Executors and Abatement

At many points in your Executor.org custom plan, you will see that we emphasize communication.  Good communication with the probate court, with the estate attorney, with the beneficiaries, etc. can help executors complete their duties as quickly and easily as possible. 

But what if an executor has to share hard news?  

What if the deceased has debts that must be paid, eating into the money they left to their beneficiaries?  

When gifts to beneficiaries in a will have to be reduced to pay an estate’s debts, this is called “abatement.”  While no reduction in what a beneficiary receives through a will is easy, it becomes even harder when the reduction is not just of a monetary amount, but instead is of personal property or real estate.  

Sometimes it is easier for a beneficiary to come to terms with having less money coming to them in a check than having to see the family home they grew up in sold to pay debts so that they only keep the contents and not the house itself.  

The estate attorney can help

When an executor has to share this difficult news with beneficiaries, it can often be helpful to have the estate attorney present to help answer questions about the laws and explain why this has to happen.  An estate attorney can also help explain the order in which assets will be taken to pay debts vs. distributed to beneficiaries.  

And it is often best to tell beneficiaries as early as you know that this might happen.  Open and honest communication about the estate can be helpful for the executor in these situations.  

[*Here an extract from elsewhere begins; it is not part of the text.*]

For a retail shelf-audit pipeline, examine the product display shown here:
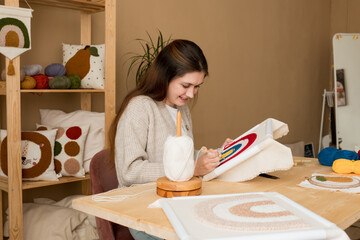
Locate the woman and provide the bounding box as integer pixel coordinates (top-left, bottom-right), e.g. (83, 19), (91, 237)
(112, 40), (231, 187)
(108, 40), (231, 239)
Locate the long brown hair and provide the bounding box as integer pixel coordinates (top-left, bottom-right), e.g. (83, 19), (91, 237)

Remember non-probate assets

As the executor and estate attorney explain the need for abatement, it can be helpful to remind beneficiaries of non-probate assets.  If the executor knows a beneficiary has received the assets from non-probate assets like the money in payable-on-death bank accounts, retirement accounts, etc. it is worth a reminder to that person that those non-probate assets are theirs to keep because it is not tied to the estate–that is not an estate asset.

Communication is key

Communication between the executor and the beneficiaries is always important, but especially so when the estate assets are subject to abatement.  This communication is an important part of the executor role.